Par cet amendement de suppression, nous nous opposons au renforcement des pouvoirs de police administrative du préfet pour interdire les rassemblements musicaux.
En effet, cet article permet aux préfets ayant interdit un rassemblement musical d’exécuter d’office les mesures permettant d’assurer l’effectivité de l’interdiction, par exemple empêcher l’accès au terrain, et de mettre à la charge des organisateurs les frais engagés pour faire respecter l’interdiction.
Ce faisant, cet article renforce les pouvoirs de la police administrative contre les rave parties au détriment des moyens de concertation et conciliation.
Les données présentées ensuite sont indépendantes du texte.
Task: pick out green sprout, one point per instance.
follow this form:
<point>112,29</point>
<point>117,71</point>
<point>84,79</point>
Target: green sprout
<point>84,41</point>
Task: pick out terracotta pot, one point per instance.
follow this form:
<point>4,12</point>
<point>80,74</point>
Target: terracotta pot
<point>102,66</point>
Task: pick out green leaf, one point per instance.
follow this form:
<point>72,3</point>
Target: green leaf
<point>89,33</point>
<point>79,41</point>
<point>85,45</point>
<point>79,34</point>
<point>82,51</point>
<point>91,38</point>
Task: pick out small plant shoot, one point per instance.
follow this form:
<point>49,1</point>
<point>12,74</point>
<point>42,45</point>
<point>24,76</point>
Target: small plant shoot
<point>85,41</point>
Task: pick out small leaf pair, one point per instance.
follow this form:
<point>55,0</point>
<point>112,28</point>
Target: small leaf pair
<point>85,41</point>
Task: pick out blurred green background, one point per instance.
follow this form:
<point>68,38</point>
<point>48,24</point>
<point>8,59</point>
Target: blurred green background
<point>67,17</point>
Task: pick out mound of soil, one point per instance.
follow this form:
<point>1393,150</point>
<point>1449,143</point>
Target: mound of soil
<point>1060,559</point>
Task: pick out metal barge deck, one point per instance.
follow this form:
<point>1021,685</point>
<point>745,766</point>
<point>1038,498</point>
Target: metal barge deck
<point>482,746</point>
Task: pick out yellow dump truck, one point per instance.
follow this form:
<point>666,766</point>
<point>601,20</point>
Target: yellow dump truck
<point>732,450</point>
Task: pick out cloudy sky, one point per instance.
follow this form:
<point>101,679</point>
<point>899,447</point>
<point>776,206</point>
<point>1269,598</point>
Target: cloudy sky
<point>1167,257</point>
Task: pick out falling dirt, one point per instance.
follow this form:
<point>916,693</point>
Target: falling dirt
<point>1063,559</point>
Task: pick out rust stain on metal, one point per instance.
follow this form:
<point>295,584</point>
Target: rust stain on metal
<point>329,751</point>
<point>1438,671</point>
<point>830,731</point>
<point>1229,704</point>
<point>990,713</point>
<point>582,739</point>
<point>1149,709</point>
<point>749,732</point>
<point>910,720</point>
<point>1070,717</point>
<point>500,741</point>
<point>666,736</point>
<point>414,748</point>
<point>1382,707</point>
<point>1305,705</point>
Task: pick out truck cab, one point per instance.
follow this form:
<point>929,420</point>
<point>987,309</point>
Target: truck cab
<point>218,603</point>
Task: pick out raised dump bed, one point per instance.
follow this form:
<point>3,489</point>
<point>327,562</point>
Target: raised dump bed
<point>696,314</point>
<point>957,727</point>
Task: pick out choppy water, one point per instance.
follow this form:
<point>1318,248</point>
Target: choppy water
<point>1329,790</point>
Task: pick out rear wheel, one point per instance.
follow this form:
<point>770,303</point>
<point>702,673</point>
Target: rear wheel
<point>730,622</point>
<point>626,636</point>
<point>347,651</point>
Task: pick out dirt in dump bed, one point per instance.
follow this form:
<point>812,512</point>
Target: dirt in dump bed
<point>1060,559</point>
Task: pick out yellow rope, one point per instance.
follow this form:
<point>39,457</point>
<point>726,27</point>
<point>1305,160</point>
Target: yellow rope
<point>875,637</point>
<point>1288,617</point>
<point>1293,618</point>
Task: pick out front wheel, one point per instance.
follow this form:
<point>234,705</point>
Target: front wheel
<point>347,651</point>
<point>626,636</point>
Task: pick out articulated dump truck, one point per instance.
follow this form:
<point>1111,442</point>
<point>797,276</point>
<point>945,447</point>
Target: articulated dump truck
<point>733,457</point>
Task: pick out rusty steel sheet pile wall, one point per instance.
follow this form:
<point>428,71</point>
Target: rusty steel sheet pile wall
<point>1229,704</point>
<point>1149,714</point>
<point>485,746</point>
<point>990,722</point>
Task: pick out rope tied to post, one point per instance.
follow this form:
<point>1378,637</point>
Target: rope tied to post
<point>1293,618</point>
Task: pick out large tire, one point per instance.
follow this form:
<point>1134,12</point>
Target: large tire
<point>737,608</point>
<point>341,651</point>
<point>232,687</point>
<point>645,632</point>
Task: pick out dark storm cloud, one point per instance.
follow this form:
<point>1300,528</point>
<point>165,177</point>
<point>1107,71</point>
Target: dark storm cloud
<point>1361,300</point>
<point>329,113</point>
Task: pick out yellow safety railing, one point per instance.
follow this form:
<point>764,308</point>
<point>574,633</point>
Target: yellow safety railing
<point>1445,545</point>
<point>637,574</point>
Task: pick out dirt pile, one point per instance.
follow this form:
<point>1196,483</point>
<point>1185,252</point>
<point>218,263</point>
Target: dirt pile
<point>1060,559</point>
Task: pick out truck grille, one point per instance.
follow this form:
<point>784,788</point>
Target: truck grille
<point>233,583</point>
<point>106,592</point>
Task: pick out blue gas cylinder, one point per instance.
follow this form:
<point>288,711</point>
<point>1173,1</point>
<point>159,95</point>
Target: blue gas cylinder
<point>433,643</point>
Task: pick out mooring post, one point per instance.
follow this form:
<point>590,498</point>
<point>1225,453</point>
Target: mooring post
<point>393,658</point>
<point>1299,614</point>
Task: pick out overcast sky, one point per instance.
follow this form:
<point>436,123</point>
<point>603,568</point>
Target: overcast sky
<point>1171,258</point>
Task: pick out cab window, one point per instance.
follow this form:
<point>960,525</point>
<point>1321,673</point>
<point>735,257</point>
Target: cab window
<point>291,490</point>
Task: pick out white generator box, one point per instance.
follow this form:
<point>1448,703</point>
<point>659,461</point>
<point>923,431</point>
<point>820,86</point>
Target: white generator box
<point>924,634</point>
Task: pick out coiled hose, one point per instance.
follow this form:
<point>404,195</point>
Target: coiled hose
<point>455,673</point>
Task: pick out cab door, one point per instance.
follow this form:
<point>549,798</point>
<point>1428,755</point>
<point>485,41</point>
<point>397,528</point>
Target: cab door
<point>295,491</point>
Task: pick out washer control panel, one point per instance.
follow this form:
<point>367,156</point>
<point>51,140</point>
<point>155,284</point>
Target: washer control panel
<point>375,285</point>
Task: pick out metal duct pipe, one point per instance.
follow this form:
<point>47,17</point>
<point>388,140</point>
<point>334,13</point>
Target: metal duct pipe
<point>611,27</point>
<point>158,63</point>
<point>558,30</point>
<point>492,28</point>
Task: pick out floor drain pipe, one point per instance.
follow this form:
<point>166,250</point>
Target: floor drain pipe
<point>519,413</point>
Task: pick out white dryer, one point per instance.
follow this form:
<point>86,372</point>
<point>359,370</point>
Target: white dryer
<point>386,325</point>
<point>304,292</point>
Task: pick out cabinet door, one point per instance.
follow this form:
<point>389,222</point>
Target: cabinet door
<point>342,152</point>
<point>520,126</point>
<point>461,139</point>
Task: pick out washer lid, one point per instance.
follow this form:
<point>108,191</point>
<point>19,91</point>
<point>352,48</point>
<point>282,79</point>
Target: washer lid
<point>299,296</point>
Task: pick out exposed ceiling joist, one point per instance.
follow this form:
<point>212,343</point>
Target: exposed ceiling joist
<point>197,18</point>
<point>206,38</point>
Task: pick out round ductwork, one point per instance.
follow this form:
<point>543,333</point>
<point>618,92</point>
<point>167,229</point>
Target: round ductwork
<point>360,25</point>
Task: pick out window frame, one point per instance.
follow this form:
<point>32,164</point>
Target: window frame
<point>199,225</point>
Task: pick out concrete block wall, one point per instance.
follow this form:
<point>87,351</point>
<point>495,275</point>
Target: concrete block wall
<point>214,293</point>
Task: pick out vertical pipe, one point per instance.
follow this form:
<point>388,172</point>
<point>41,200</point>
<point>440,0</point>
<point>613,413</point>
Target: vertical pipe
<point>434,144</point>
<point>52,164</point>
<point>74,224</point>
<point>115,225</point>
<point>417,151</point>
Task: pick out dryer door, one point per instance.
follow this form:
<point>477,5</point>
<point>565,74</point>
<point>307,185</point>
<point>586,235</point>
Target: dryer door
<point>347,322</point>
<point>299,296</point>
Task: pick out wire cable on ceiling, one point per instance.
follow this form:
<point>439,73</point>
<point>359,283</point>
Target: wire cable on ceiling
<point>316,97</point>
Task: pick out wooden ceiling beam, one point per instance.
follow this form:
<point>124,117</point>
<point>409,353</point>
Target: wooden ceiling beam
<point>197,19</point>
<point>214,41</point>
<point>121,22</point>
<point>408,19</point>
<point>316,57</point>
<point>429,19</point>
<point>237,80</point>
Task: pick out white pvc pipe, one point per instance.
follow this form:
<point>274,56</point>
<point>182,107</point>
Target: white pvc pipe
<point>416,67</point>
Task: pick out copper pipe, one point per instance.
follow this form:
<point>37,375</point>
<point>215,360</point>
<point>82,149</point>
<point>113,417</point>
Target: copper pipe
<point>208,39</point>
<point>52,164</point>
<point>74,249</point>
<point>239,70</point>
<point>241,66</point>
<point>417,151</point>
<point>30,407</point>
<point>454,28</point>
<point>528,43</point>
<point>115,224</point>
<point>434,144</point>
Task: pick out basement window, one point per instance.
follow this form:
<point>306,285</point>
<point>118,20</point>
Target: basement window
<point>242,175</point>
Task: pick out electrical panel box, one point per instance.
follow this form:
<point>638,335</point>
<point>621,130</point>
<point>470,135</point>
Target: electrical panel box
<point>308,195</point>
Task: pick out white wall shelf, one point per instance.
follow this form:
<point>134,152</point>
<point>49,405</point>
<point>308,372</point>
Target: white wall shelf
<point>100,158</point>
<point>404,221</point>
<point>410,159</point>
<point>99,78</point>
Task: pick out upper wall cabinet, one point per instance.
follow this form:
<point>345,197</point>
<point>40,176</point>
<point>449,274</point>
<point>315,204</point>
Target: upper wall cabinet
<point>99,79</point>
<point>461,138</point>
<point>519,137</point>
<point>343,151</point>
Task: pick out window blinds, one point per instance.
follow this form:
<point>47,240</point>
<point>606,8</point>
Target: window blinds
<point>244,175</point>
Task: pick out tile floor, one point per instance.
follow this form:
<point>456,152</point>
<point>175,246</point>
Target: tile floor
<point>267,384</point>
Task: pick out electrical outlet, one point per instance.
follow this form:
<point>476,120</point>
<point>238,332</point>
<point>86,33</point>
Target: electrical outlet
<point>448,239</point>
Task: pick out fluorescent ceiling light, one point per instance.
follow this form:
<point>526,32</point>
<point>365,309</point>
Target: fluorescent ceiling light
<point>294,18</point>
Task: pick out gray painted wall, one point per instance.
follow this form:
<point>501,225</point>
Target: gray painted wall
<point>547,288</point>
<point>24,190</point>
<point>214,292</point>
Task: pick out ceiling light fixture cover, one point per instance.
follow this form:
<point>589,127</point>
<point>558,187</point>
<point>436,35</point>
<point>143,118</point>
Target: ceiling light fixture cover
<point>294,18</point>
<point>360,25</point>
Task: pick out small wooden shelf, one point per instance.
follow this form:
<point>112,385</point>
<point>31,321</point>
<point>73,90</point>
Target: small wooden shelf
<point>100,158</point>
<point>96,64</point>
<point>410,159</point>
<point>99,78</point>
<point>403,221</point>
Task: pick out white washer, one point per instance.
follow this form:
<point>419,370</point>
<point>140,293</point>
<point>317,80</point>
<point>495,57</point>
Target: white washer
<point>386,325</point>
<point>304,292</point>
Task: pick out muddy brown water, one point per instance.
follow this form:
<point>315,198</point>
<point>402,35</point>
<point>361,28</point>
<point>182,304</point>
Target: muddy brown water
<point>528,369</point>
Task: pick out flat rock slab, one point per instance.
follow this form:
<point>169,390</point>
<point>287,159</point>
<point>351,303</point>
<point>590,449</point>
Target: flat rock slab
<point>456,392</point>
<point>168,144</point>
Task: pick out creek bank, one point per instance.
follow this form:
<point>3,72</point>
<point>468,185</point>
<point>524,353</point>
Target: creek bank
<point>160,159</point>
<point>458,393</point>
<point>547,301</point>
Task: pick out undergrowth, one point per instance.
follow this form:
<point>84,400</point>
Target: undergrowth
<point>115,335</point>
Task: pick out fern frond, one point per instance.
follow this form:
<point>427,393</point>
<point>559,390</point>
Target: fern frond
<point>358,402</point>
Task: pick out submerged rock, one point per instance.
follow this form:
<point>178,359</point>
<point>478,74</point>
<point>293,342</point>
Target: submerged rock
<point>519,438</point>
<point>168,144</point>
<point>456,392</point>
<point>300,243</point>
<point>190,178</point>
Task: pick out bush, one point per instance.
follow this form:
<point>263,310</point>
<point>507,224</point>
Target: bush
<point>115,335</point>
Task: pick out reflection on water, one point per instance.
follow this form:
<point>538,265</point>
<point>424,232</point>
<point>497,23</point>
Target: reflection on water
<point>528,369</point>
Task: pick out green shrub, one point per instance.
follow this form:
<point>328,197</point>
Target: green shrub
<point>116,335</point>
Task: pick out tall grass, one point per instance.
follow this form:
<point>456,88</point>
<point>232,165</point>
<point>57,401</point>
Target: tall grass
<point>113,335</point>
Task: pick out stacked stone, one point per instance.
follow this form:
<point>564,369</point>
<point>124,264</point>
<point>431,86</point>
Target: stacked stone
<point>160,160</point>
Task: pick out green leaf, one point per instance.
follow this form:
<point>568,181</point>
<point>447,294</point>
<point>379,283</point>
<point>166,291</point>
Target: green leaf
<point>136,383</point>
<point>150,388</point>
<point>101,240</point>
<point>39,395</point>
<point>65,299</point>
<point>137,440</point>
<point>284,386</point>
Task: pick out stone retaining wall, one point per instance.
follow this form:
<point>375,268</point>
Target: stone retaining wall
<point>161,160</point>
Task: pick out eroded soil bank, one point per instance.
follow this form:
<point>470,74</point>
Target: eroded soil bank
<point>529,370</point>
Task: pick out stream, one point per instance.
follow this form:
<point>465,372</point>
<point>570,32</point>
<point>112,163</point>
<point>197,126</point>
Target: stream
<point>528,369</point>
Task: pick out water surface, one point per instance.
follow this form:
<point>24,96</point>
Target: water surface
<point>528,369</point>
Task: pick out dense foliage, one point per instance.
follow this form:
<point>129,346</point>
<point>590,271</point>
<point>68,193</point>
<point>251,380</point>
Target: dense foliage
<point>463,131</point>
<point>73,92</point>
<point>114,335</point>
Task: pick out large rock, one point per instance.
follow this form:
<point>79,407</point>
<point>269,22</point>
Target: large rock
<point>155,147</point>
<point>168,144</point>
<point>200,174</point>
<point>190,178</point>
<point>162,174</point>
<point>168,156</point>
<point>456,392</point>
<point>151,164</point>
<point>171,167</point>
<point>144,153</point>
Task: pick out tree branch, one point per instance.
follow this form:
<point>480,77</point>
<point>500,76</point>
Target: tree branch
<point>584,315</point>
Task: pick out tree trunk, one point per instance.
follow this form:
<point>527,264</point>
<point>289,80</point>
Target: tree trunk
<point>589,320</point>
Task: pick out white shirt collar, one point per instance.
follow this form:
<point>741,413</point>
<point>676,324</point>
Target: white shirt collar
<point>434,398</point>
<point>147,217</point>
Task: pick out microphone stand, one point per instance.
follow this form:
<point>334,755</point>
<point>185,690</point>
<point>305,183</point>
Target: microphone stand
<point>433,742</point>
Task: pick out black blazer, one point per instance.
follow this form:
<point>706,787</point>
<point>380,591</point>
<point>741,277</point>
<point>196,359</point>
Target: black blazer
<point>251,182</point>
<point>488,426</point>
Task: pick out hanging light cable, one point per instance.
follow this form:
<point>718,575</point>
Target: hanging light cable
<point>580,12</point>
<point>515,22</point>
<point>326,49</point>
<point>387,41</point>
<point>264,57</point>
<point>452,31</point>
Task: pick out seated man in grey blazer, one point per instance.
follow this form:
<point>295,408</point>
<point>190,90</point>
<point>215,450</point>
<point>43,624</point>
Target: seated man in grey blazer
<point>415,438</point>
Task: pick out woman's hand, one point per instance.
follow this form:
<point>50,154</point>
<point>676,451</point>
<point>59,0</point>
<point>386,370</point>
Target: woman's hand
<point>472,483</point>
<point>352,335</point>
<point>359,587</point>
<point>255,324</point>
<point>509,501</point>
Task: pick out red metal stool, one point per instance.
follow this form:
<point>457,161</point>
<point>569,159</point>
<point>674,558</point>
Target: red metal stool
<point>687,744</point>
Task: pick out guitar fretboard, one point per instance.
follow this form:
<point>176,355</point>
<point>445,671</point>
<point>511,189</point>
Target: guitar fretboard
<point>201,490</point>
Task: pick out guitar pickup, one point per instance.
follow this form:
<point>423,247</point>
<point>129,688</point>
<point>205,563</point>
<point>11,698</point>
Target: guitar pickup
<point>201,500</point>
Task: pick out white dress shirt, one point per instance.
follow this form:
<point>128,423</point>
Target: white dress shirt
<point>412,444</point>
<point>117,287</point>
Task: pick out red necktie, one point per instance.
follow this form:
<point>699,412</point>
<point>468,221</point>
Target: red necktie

En particulier, il propose, sans en faire une peine, de sanctionner les organisateurs en leur faisant payer les frais administratifs engagés pour empêcher la rave party de se faire. Une mesure qui contrevient à l’idée de concertation et incite les collectivités à recourir d’emblée à l’interdiction et donc la répression.
Pour toutes ces raisons, nous nous opposons à cette disposition.